A major component of the market is the full network model, which analyzes the active transmission and generation resources to find the least cost energy to serve demand. The model produces prices that show the cost of producing and delivering energy from individual nodes, or locations on the grid where transmission lines and generation interconnect. The day-ahead market opens for bids and schedules seven days before and closes the day prior to the trade date. Results are published at 1:00 p.m.

Real-time market

The real-time market is a spot market in which utilities can buy power to meet the last few increments of demand not covered in their day-ahead schedules. It is also the market that secures energy reserves, held ready and available for ISO use if needed, and the energy needed to regulate transmission line stability.

The market opens at 1:00 p.m. prior to the trading day and closes 75 minutes before the start of the trading hour. The results are published about 45 minutes prior to the start of the trading hour. The real-time market system dispatches power plants every 15 and 5 minutes, although under certain grid conditions the ISO can dispatch for a single 1-minute interval.

Ancillary services

Ancillary services are energy products used to help maintain grid stability and reliability. There are four types of ancillary services products: regulation up, regulation down, spinning reserve, and non-spinning reserve.

Regulation energy is used to control system frequency, which must be maintained very narrowly around 60 hertz, and varies as generators change their energy output. Resources providing regulation are certified by the ISO and must respond to automatic control signals to increase or decrease their operating levels depending upon the need.

Spinning reserve is standby capacity from generation units already connected or synchronized to the grid and that can deliver their energy in 10 minutes when dispatched. Non-spinning reserve is capacity that can be synchronized to the grid and ramped to a specified load within 10 minutes.

Learn how to become certified to provide ancillary services.

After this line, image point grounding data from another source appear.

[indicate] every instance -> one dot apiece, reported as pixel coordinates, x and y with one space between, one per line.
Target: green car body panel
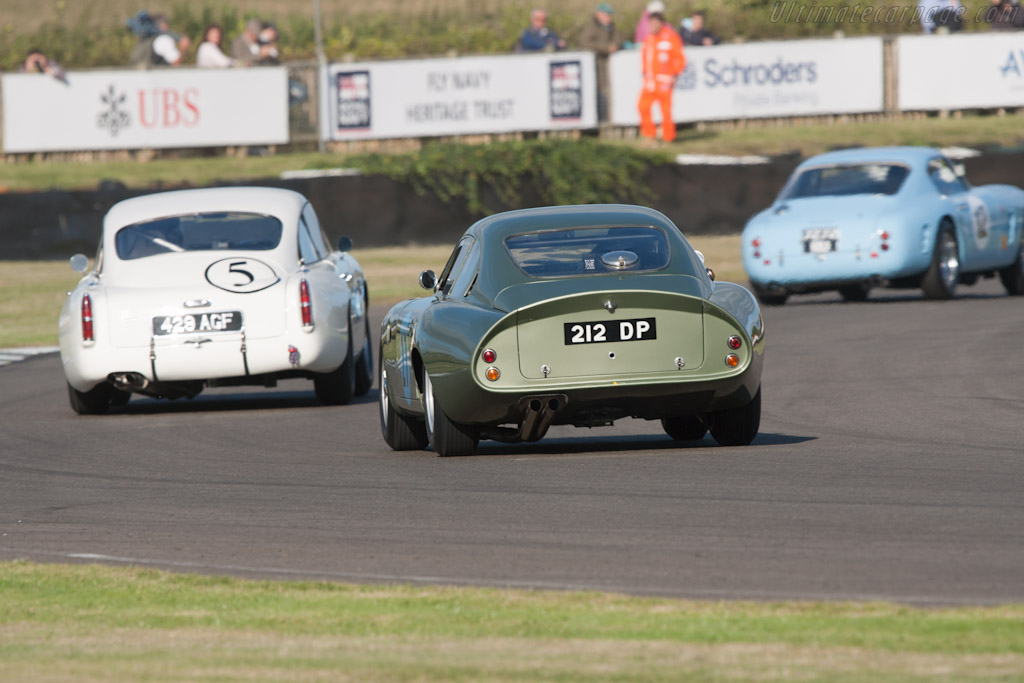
483 300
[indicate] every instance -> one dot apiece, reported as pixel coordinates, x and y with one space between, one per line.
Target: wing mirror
711 273
428 280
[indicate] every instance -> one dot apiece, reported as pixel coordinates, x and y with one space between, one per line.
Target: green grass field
73 623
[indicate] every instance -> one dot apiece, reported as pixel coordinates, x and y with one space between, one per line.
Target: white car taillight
306 304
87 318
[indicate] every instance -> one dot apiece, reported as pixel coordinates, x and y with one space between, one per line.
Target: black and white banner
459 96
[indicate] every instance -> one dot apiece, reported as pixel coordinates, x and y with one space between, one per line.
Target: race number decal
244 275
981 225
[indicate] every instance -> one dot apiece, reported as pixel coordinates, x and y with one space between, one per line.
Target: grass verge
752 137
122 624
32 292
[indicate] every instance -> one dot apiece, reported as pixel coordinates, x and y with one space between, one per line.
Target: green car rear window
203 231
589 251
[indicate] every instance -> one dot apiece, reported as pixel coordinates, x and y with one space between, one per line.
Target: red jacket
663 57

Congestion revenue rights (CRRs)

Congestion revenue rights (CRRs) are financial instruments used to offset congestion costs that occur in the day­-ahead market process. CRRs are made available through allocation, auction, and bi-lateral trades and are settled based on the marginal cost of congestion. A revenue rights obligation pays its holder when congestion is in the same direction as the obligation, and charges the holder if congestion is in the opposite direction.

Learn how to buy and sell congestion revenue rights and access CRR market reports.

Convergence (virtual) bidding

Market participants can buy or sell energy in the day-ahead market with the explicit requirement to buy or sell it back in the real-time market using convergence bidding. There is no requirement for such bids to be backed by physical assets. This type of bidding, also called virtual bidding, pressures prices in the day-ahead and real-time markets to move closer together, or converge, reducing incentives for buyers and sellers to wait to bid physical schedules in the real time market.

Learn how to register for convergence bidding.

RC West

The California ISO's RC West is the Reliability Coordinator (RC) of record for 42 balancing authorities and transmission operators in the western United States. An RC oversees grid compliance with federal and regional grid standards, and can determine measures to prevent or mitigate system emergencies in day-ahead or real-time operations. The RC also provides leadership in system restorations following major events.

Learn more about RC West's role in ensuring reliability throughout the West.

Keep up to date on all RC West Oversight activities.

Western Energy Imbalance Market (WEIM)

The WEIM is a real-time wholesale energy trading market that enables participants anywhere in the West to buy and sell energy when needed. WEIM has generated billions in gross benefits.

Learn more about WEIM and how to join. 

Extended Day-Ahead Market (EDAM)

Building on the demonstrated economic, reliability, and environmental benefits of the Western Energy Imbalance Market (WEIM), the EDAM will optimize the use of existing transmission and resources in the much larger day-ahead timeframe across an expanded Western footprint.